Introduction

Influenza, which can cause epidemics and pandemics through antigenic shift, and localized outbreaks through antigenic drift1, is one of the most important infectious diseases in public health2. Therefore, we need a national surveillance system to monitor and respond to an influenza epidemic. In Korea, such a system is currently based on a clinical sentinel surveillance system, a laboratory sentinel surveillance system, and a hospitalization and mortality monitoring system, all of which use information collected from a restricted number of selected outpatient clinics3,4. This traditional influenza surveillance system is considered the gold standard for relevant studies and public interventions5,6,7. The clinical sentinel surveillance system reports the proportion of influenza-like illness (ILI) visits among weekly outpatients through the voluntary participation of 200 local clinics nationwide. This system has been well used in Korea for a long time8. However, due to the small number of participating clinics in each region, calculating the ILI rate by region or age is limited. In addition, as pediatric clinics account for half of the 200 surveillance clinics8, it is possible that the entire epidemiology cannot be sufficiently reflected. As the surveillance system relies on voluntary reporting, there is a concern of under-reporting. Also, the degree of under-reporting may differ depending on the characteristics of the clinic because case reporting can be affected by the patient volume and the physician’s compliance9.

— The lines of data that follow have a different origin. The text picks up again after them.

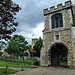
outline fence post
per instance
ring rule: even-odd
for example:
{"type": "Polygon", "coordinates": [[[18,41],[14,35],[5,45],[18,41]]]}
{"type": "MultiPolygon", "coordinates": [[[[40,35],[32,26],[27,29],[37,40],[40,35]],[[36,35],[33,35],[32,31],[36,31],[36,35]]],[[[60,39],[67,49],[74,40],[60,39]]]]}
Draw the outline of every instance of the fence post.
{"type": "Polygon", "coordinates": [[[24,71],[24,64],[22,64],[22,69],[21,70],[24,71]]]}
{"type": "Polygon", "coordinates": [[[6,65],[6,73],[8,73],[8,65],[6,65]]]}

Patient visit, data submission, analysis of weekly ILI rates and public announcement take one to two weeks5, and such a time lag from actual peak to alarm is inevitable. The external validity of these reports has not been determined. Such caveats are widely recognized globally, and an alternative system using prescription drug sales10,11, emergency department use12, or school absenteeism data13 has been proposed. More recently, research has attempted to predict the incidence of ILI in real-time using novel data from Google or other social media14,15, Wikipedia logs16,17, Twitter18, or a combination of multiple data sources19. These methods are limited in their generalization to other regions20, and may still have instabilities, such as overestimation21. Koreans need a timely and valid surveillance system to complement the sentinel surveillance system5.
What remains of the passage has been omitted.